A atemporalidade das peças e a produção mais consciente passa por alguns aspectos como uma preferência pelo uso de matéria-prima orgânica ou reciclada, processos de fabricação mais ecológicos no uso de energia e água e a valorização dos trabalhadores de toda a cadeia de produção da indústria da moda.

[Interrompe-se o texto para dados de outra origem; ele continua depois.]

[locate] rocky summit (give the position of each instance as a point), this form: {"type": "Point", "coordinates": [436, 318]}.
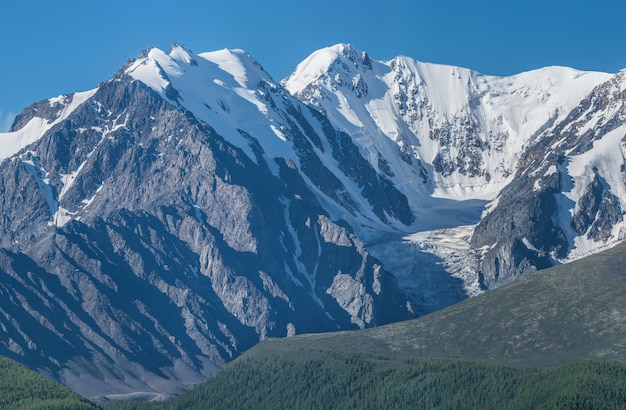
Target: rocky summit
{"type": "Point", "coordinates": [159, 225]}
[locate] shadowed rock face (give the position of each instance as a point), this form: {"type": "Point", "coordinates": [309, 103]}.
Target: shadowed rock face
{"type": "Point", "coordinates": [141, 251]}
{"type": "Point", "coordinates": [555, 205]}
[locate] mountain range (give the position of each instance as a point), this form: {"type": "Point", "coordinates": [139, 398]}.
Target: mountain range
{"type": "Point", "coordinates": [159, 225]}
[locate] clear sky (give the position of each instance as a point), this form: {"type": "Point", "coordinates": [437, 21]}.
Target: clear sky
{"type": "Point", "coordinates": [55, 47]}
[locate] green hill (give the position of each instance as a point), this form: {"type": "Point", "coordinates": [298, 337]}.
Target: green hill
{"type": "Point", "coordinates": [555, 339]}
{"type": "Point", "coordinates": [24, 389]}
{"type": "Point", "coordinates": [557, 316]}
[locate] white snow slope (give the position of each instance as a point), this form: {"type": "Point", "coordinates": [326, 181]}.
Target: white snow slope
{"type": "Point", "coordinates": [447, 137]}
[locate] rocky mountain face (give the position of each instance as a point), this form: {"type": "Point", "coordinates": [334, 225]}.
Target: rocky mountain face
{"type": "Point", "coordinates": [159, 225]}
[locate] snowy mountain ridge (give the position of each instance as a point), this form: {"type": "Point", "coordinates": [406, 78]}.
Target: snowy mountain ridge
{"type": "Point", "coordinates": [191, 205]}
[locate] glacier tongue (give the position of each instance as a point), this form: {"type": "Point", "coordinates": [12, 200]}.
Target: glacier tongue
{"type": "Point", "coordinates": [192, 206]}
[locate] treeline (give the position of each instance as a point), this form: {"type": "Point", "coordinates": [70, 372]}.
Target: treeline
{"type": "Point", "coordinates": [333, 380]}
{"type": "Point", "coordinates": [24, 389]}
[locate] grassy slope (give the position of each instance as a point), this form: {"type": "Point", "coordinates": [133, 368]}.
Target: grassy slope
{"type": "Point", "coordinates": [21, 388]}
{"type": "Point", "coordinates": [565, 314]}
{"type": "Point", "coordinates": [545, 326]}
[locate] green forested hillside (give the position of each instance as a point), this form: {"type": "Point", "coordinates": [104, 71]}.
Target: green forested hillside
{"type": "Point", "coordinates": [553, 340]}
{"type": "Point", "coordinates": [557, 316]}
{"type": "Point", "coordinates": [328, 380]}
{"type": "Point", "coordinates": [21, 388]}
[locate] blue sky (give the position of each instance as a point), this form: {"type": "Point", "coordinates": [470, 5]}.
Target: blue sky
{"type": "Point", "coordinates": [50, 48]}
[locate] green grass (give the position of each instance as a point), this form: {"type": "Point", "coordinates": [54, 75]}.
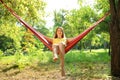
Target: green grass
{"type": "Point", "coordinates": [78, 64]}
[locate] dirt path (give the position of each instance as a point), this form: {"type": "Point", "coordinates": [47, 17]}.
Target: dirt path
{"type": "Point", "coordinates": [33, 74]}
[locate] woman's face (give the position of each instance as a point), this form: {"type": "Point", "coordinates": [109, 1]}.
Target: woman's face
{"type": "Point", "coordinates": [59, 33]}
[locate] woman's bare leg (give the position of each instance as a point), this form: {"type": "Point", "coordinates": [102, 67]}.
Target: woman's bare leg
{"type": "Point", "coordinates": [55, 51]}
{"type": "Point", "coordinates": [62, 53]}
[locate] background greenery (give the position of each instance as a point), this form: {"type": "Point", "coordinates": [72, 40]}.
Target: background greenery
{"type": "Point", "coordinates": [19, 48]}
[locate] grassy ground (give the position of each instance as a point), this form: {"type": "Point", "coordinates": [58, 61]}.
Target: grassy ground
{"type": "Point", "coordinates": [79, 65]}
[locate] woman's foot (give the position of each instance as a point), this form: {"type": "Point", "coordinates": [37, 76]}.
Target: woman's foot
{"type": "Point", "coordinates": [55, 57]}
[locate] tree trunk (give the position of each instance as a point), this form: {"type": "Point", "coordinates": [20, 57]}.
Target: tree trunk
{"type": "Point", "coordinates": [115, 37]}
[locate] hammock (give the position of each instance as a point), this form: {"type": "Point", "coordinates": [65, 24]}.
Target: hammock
{"type": "Point", "coordinates": [43, 38]}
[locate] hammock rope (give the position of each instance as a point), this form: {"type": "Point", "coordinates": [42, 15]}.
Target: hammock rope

Portanto, quem produz moda sustentável precisa ter essa visão social e ecológica como pilar em todas as etapas de produção. É preciso ter consciência sobre a origem da matéria-prima, processos de produção e condições de trabalhadores e até do destino do produto na hora do descarte pelo consumidor, pensando em sistemas de reuso e reciclagem das peças.
Princípios
Alguns princípios da moda sustentável são:
- Produção em pequena escala, com uso de matérias-primas e corantes menos danosos ao ecossistema;
- Reduzir desperdícios de tecidos durante o corte e costura e dar um fim adequado às peças no descarte das mesmas;
- Uso eficiente de recursos hídricos no cultivo da matéria-prima e nas produções das peças;
- Contratos éticos e que prezam pelo respeito e valorização do trabalhador, que irá exercer seu trabalho em um local adequado e com condições dignas na relação profissional.
Tipos de moda sustentável
Existem 3 tipos mais comuns de moda sustentável e com práticas que podem ou não ser combinadas entre si. Veja quais são elas:
Slow fashion
Esse conceito se contrapõe ao que é conhecido como “fast fashion” (moda rápida). No modelo de fast fashion, existe uma produção veloz no mercado de roupas, com muitas peças sendo produzidas por dia, a baixo custo, colocadas à venda e consumidas com certa frequência.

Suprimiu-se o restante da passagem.